2.1 simplicité et complexité: les opposés s’attirent

La simplicité sans la complexité aurait-elle encore une raison d’être ? C’est bien connu, les

opposés vivent de leur opposition. « La complexité et la simplicité sont deux qualités

symbiotiques. […] chacune a besoin de l’autre : sa définition dépend de l’existence de

l’autre. »21 C’est le propre de la pensée complexe, que de ne pas séparer les contradictions.

La simplicité et la complexité ont besoin l’un de l’autre. Et d’ailleurs on remarque que plus il

y a de complexité sur le marché plus la simplicité ressort. C’est de cette manière que le

journal Telegraph s’est fait remarquer à Londres avec sa nouvelle campagne publicitaire.

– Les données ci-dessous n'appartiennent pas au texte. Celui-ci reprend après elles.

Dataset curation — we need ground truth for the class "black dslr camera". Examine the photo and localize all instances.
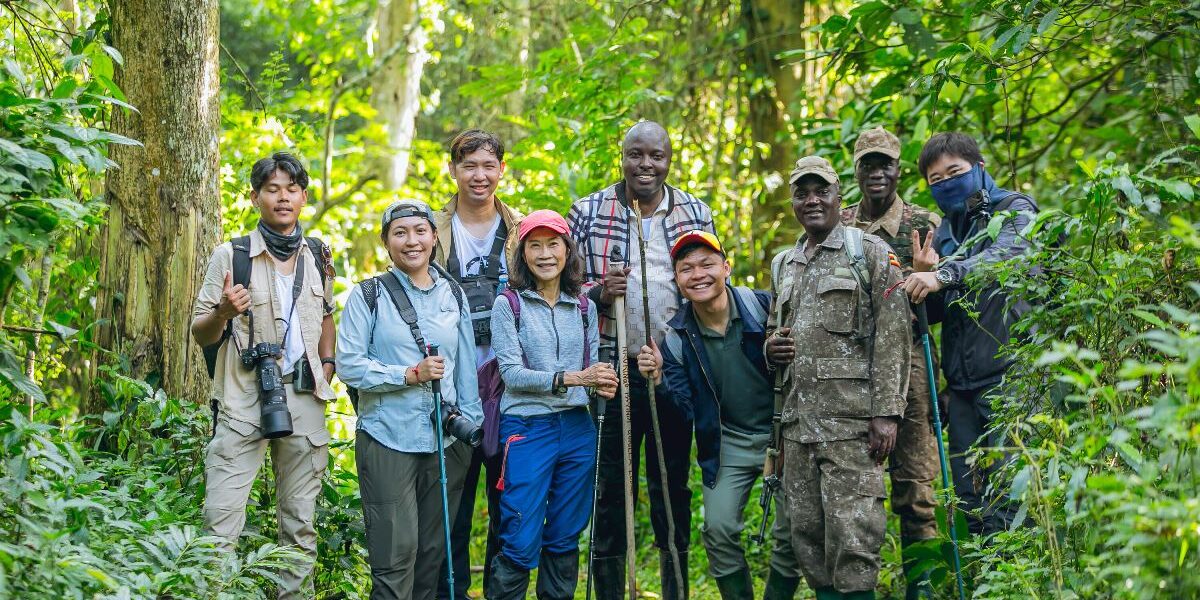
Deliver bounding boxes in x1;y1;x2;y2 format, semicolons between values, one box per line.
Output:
426;343;484;448
442;402;484;448
240;311;292;439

Avec la prolifération des quotidiens gratuits la baisse des ventes de la plupart des grands

journaux a été inévitable. On a pu ainsi voir dans le métro Londonien une campagne pour le

journal Telegraph, ou plutôt pour son site internet, sur lequel le journal semble avoir

beaucoup investi. Sur fond blanc, des phrases viennent ponctuer agréablement les montées et

descentes menant aux quais du métro, soigneusement composées dans une typographie qui

rompt avec les caractères à empattements propres au monde des journaux. Ces phrases

vantent avec une sobriété graphique très Suisse la qualité des informations que l'on peut

trouver sur le site du journal, qui en ont fait le site du journal anglais le plus visité.

L'économie de moyens employés est apaisante et vient curieusement faire mouche au milieu

d'une débauche de visuels criards et colorés, qui cherchent tous à attirer l'attention avec

beaucoup d'excès. En choisissant un graphisme sobre et sans fioriture le journal Telegraph a

su se faire remarquer face aux communications beaucoup plus chargées. Imaginons

maintenant qu’il n’y ait que des communications jouant de leur simplicité, la campagne du

journal Telegraph aurait-il eu autant d’impact ? S’il ne restait que la simplicité, comment

saurait-on ce qui est vraiment simple ? Aurait-on besoin des communications « complexes »

pour faire ressortir les autres ? A-t-on besoin du mal pour savoir ce qui est bien ? Oui, sans

aucun doute. La simplicité ne peut donc en aucun cas exister sans son opposé, la complexité.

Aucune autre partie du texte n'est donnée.